En un histórico plebiscito, los italianos votaban por el divorcio, que les parecía preferible a la daga, el veneno y demás métodos que la tradición recomendaba para resolver las disputas conyugales. En una votación no menos histórica, los dirigentes del fútbol mundial elegían a Joao Havelange presidente de la FIFA, y mientras Havelange desalojaba en Suiza al prestigioso Stanley Rous, en Alemania comenzaba el décimo Campeonato Mundial de Fútbol.

Se estrenaba nueva copa. Era más fea que la Rimet, pero la codiciaban nueve selecciones europeas, cinco americanas y también Australia y Zaire. La Unión Soviética había quedado afuera en la fase previa. Durante los partidos de clasificación para el Mundial, los soviéticos se habían negado a jugar en el Estadio Nacional de Chile, que poco antes había sido campo de concentración y patio de fusilamientos. Entonces la selección chilena había disputado, en ese estadio, el partido más patético de la historia del fútbol: había jugado contra nadie, y en el arco vacío había metido varios goles que fueron ovacionados por el público. Después, en el Mundial, Chile no ganó ningún partido.

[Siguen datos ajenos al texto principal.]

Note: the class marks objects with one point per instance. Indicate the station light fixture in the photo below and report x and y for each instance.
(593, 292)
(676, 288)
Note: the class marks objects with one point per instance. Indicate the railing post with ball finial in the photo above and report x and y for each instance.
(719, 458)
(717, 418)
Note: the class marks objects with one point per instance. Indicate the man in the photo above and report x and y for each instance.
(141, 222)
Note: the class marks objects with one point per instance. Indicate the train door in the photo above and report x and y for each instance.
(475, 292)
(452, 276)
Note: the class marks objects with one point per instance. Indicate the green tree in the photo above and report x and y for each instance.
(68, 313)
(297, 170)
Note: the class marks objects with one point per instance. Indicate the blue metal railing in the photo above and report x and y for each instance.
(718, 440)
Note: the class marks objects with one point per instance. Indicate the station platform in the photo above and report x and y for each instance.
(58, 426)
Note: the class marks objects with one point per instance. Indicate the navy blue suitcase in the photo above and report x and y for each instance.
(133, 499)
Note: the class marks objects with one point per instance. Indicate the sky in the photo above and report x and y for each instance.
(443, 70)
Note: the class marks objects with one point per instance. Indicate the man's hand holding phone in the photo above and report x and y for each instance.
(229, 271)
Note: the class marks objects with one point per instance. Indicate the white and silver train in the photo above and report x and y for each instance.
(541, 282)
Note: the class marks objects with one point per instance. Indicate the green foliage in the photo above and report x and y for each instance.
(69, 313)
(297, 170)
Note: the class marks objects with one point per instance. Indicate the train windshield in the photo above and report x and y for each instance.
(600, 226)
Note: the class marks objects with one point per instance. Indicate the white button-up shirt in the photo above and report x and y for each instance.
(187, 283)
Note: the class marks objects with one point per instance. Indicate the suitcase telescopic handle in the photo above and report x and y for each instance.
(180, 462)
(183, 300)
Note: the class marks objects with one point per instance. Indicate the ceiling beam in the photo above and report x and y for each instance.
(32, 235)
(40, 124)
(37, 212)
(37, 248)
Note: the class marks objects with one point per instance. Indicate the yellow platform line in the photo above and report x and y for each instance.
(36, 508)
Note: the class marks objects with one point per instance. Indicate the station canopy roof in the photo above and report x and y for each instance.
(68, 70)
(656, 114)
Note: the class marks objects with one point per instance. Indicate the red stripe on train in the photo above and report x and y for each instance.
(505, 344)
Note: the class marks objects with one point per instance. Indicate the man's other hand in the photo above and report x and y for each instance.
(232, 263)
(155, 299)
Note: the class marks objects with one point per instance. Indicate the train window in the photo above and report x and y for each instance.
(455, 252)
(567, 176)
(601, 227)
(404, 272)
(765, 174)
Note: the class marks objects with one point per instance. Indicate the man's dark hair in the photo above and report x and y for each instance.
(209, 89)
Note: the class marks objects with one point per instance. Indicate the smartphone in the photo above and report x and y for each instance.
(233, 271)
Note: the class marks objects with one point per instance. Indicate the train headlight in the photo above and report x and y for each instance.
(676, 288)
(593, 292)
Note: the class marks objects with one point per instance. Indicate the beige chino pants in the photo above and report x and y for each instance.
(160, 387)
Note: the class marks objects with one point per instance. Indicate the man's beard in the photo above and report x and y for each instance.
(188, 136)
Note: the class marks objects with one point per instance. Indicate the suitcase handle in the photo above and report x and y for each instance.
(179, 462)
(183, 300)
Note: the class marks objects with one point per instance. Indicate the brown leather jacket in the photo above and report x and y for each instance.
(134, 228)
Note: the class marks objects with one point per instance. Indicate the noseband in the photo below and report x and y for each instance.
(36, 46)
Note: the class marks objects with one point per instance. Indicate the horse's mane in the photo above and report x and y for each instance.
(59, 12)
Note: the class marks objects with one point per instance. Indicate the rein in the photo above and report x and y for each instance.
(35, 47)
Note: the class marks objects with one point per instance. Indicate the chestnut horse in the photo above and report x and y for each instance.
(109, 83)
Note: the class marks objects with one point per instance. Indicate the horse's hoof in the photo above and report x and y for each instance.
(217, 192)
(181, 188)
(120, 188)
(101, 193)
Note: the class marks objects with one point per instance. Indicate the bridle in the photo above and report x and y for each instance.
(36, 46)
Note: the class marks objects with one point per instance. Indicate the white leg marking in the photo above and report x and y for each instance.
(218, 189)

Sorpresa: los jugadores holandeses viajaron a Alemania acompañados por sus esposas, novias o amigas, y con ellas se concentraron. Era la primera vez que semejante cosa ocurría. Y más sorpresa: los holandeses tenían pies alados y llegaron invictos a la final, con catorce goles a favor y un solo gol en contra, que lo había metido uno de ellos por pura mala suerte. El Mundial del 74 giró alrededor de la Naranja Mecánica, la fulminante invención de Cruyff, Neeskens, Rensenbrink, Krol y otros incansables jugadores impulsados por el técnico Rinus Michels.

Al comienzo del último partido, Cruyff intercambió banderines con Beckenbauer. Y ocurrió la tercera sorpresa: el Kaiser y los suyos aguaron la fiesta holandesa. Maier, que lo atajaba todo, Müller, que todo lo metía, y Breitner, que todo lo resolvió, se ocuparon de arrojar dos baldes de agua fría sobre el equipo favorito, y contra todo pronóstico los alemanes ganaron 2 a 1. Se repetía, así, la historia del 54 en Suiza, cuando Alemania había vencido a la invencible Hungría.

Detrás de Alemania Federal y de Holanda, entró Polonia. En cuarto lugar, Brasil, que no pudo ser el que había sido. Un jugador polaco, Lato, resultó goleador dela Copa, con siete tantos, seguido por otro polaco, Szarmach, y el holandés Neeskens, ambos con cinco.